Puckett also said the non-discrimination measure would lead to a decline in “family values.”

Puckett said Charlotte was already seen as “a relatively tolerant and accepting community,” and added: “But this proactive, gratuitous, embracing of an abnormal lifestyle will signify an enticement, a cognizant invitation to those seeking that lifestyle that runs counter to the religious and moral foundation this Bible Belt region of churches, synagogues and mosques has held out to families since the mid 1700’s.”

Puckett continued: “Admit it or not; By design or not; this is a government sanctioned signal to the homosexual advocates that we have abandoned the steadfast moral underpinnings of our community and we now embrace any deviancy that marches under a banner of simply seeking acceptance,” Puckett said.
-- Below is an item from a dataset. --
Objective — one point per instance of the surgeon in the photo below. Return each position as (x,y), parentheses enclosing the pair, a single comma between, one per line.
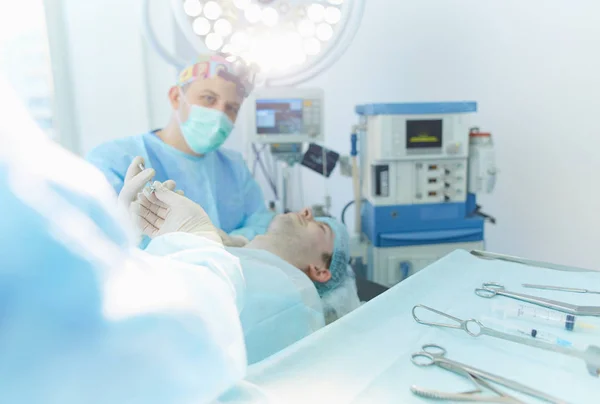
(205,102)
(291,272)
(87,317)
After the non-discrimination measure passed, Puckett teamed up with another Republican commissioner during the 2006 campaign, saying they wanted to repeal the newly-passed protections and attacked former Commission Chair Parks Helms’ support for equality.

“Liberal County Commission Chair Parks Helms is out of control,” the ad’s narrator said, “raising taxes, wasting money and advocating gay marriage.”

Other races for County Commission

A total of five candidates are running for At-Large positions on the County Commission. MeckPAC has endorsed three Democrats: Pat Cotham, Trevor Fuller and Ella Scarborough.

Two Republicans, Scott Carlisle and Emily Zuyus, did not receive endorsements but have otherwise been generally supportive of LGBT issues.

In District 5, incumbent Republican Matthew Ridenhour is facing a challenge from Democrat Art Cardenas, who unsuccessfully sought to oust Councilmember Patsy Kinsey in a Democratic primary in 2013. Cardenas has garnered MeckPAC’s endorsement over Ridenhour, who voted against a measure last year extending county workplace protections on the basis of gender identity.

Uncontested races for County Commission

Several candidates face no opposition in their race, including District 2’s Vilma Leake (D), District 3’s George Dunlap (D), District 4’s Dumont Clarke (D) and District 6’s Bill James (R).

Leake and Dunlap have been been endorsed by MeckPAC. The LGBT group has issued a warning against voting for James, who has opposed several LGBT equality measures since his election in 1996.

Matt Comer

Matt Comer previously served as editor from October 2007 through August 2015 and as a staff writer afterward in 2016.

4 replies on “Anti-gay Jim Puckett seeks return to Mecklenburg County Commission”

  1. “…the religious and moral foundation this Bible Belt region of churches, synagogues and mosques has held out to families since the mid 1700’s.” You mean the antiquated religious mythologies that still dominate the planet? The ones responsible for most of the current bloodshed in an otherwise peace-seeking world? The County Commission doesn’t need any more Talibaptists.

  2. I would appreciate someone providing the documentation that supports the quote attributed to me in this article. Lacking proof I shall consider it slander.

    1. Commissioner Puckett,

      I just now saw the comment you left over the weekend on our Oct. 30 article about your return to the Commission.

      You’re suggesting slander, but your quotes come directly from comments you made, as recorded in official Commission minutes. That document was linked in this article above. You can find it here:

      If your views have changed in the past ten years, I’m not aware of you having made an outspoken public indication that’s the case. Please correct me if I’m wrong.

      Also, if you’d like to sit down for an interview about your past comments and your current beliefs/positions, I’m more than happy to schedule that with you.